Впрочем, грек не занимался и уничижением. Евреи для греков не являлись пупом земли, предметом восхищения или поклонения за их таланты. Тем более что не все сыны Израилевы были богатыми торговцами. Профессии османских евреев отличались большим разнообразием. Они занимались кожевенным производством — выделкой пергамента и сафьяна, изготавливали алкогольные напитки. Среди них были аптекари, оружейники, мясники, фокусники, жонглеры, танцоры, странствующие музыканты.

Многие евреи-романиоты полуофициально работали на монетном дворе, занимались откупом налогов, нередко выполняли различные посреднические функции между османами и иноземцами. Посещавшие страну европейцы считали евреев прирожденными переводчиками, без которых нельзя обойтись на переговорах. Евреи османской империи нередко говорили на четырех-пяти языках, но попадались и такие, которые знали десять-двенадцать. Но и греки-фанариоты в этом вопросе от них не отставали.

Так что Влахос испытывал некий пиетет не перед личностью Шмуэла Мизрахи, а перед его богатством — гость грека был лишь немного беднее покойного Михаила Кантакузена. Но, в отличие от бывшего султанского фаворита, Мизрахи не выставлял свое богатство напоказ. Он любил скрытность и считался в своей среде непревзойденным мастером интриги. А еще купец пользовался благорасположением янычарского аги, что в Истанбуле стоило дорогого.

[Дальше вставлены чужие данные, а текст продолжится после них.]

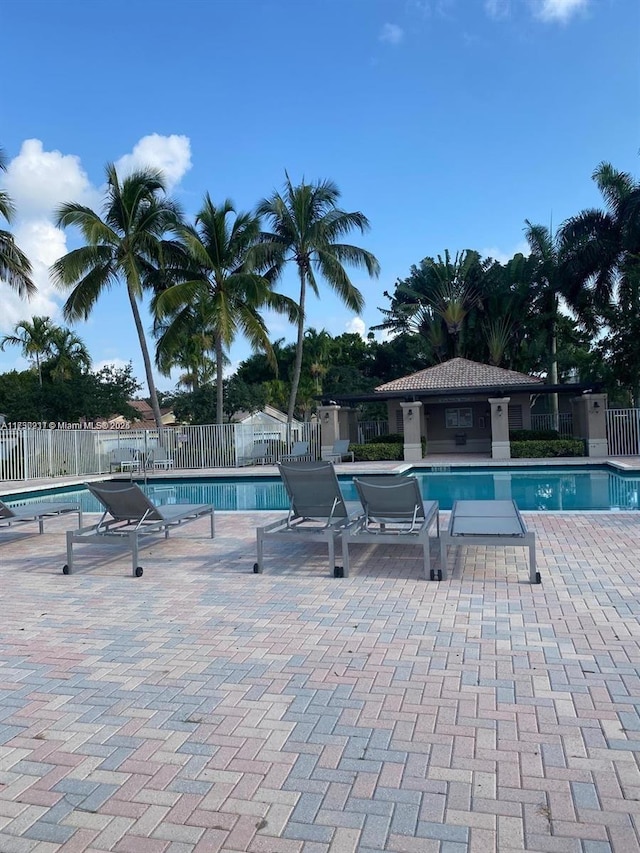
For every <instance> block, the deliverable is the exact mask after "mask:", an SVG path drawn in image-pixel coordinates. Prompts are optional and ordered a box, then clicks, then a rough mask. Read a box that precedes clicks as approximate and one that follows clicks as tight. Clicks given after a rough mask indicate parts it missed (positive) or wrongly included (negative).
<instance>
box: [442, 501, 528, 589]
mask: <svg viewBox="0 0 640 853" xmlns="http://www.w3.org/2000/svg"><path fill="white" fill-rule="evenodd" d="M451 545H462V546H465V545H494V546H496V547H502V546H506V545H516V546H521V547H523V548H528V549H529V580H530V581H531V583H540V582H541V578H540V572H538V571H536V536H535V533H533V532H532V531H529V530H527V526H526V524H525V523H524V520H523V518H522V516H521V515H520V510H519V509H518V507H517V505H516V502H515V501H513V500H511V501H456V502H455V503H454V505H453V509H452V510H451V517H450V519H449V528H448V530H447V531H446V533H443V534H442V536H441V537H440V551H441V554H440V562H441V565H442V574H443V576H445V577H446V573H447V548H449V547H450V546H451Z"/></svg>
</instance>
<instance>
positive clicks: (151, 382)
mask: <svg viewBox="0 0 640 853" xmlns="http://www.w3.org/2000/svg"><path fill="white" fill-rule="evenodd" d="M127 294H128V295H129V303H130V305H131V311H132V312H133V321H134V323H135V324H136V331H137V333H138V340H139V341H140V349H141V351H142V360H143V362H144V372H145V373H146V376H147V387H148V388H149V397H150V399H151V408H152V410H153V418H154V420H155V422H156V427H157V428H158V432H159V433H160V434H162V426H163V425H162V415H161V414H160V404H159V403H158V394H157V392H156V384H155V382H154V380H153V371H152V369H151V358H150V357H149V349H148V347H147V339H146V338H145V335H144V329H143V327H142V320H141V319H140V311H139V309H138V302H137V300H136V297H135V294H134V293H133V290H132V289H131V287H130V286H129V284H127Z"/></svg>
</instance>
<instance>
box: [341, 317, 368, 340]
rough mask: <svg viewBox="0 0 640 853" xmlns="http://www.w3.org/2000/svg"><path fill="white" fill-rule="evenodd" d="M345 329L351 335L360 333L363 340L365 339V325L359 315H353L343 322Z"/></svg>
mask: <svg viewBox="0 0 640 853" xmlns="http://www.w3.org/2000/svg"><path fill="white" fill-rule="evenodd" d="M344 327H345V330H346V331H347V332H350V333H351V334H353V335H360V337H361V338H362V340H363V341H366V339H367V326H366V324H365V322H364V320H363V319H362V318H361V317H354V318H353V319H352V320H349V322H348V323H345V326H344Z"/></svg>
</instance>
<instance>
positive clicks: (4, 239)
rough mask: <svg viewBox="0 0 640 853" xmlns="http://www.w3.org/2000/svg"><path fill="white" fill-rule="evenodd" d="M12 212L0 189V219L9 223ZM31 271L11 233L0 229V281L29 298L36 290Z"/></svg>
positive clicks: (10, 221)
mask: <svg viewBox="0 0 640 853" xmlns="http://www.w3.org/2000/svg"><path fill="white" fill-rule="evenodd" d="M6 170H7V166H6V158H5V155H4V151H3V150H2V149H1V148H0V171H2V172H6ZM14 214H15V207H14V206H13V202H12V201H11V198H10V197H9V195H8V194H7V193H6V192H5V191H4V190H0V221H1V220H2V219H4V220H6V221H7V222H9V223H10V222H11V221H12V219H13V216H14ZM31 273H32V269H31V263H30V261H29V259H28V258H27V256H26V255H25V254H24V252H22V251H21V250H20V249H19V248H18V246H17V245H16V242H15V240H14V237H13V234H11V233H10V232H9V231H4V230H2V229H0V281H6V283H7V284H8V285H9V287H11V288H13V290H15V291H16V293H17V294H18V295H19V296H22V297H24V296H26V297H27V298H29V297H30V296H32V295H33V294H34V293H35V292H36V285H35V283H34V281H33V279H32V278H31Z"/></svg>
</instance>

Кальян на столе — настоящее произведение искусства — был разожжен и приятный аромат табака, смешанного с травами, щекотал ноздри Шмуэла Мизрахи. Но курение без серьезного повода (например, при встрече с официальными лицами или при заключении важных торговых сделок) он не приветствовал, потому пил мелкими глотками только отменно приготовленную кахву — это и впрямь был обязательный ритуал перед любыми переговорами.

Разговаривали на родном языке Влахоса; евреи-романиоты обычно говорили по-гречески. Разговор поначалу шел ни о чем (этот момент тоже считался ритуалом): о погоде, о ценах на продовольствие, регулируемых фирманами султана, о том, как наказали очередного обманщика — торговца свежеиспеченным хлебом.

Турские законы гласили: если хоть в одном хлебе отсутствуют против положенного веса десять драхм*, то торговца лишат одного пальца посланные для наблюдения за торговлей приставы, с которыми ходил и палач. Если обвес составлял меньше десяти драхм, то его наказывают палками по пяткам.

А еще говорили они о налогах, что было особенно близко и одному, и другому. Шмуэл Мизрахи как бы между прочим сообщил Влахосу приятную для общины романиотов новость, что с евреев сняли налог «касаплык» — на торговлю мясом. Он обуславливался необходимостью регулярного завоза мяса. Обычно скот доставляли в Истанбул из европейской и азиатской частей империи — Румелии и Анатолии, что требовало больших усилий и затрат, притом не гарантировавших успех. С наступлением зимних холодов скот погибал в дороге из-за бескормицы и мало кто отваживался на подобную коммерцию за собственный счет. Поэтому, чтобы все-таки обеспечить население столицы мясом, немусульманские общины обязали платить налог, который создавал ресурс для этой весьма рискованной торговли.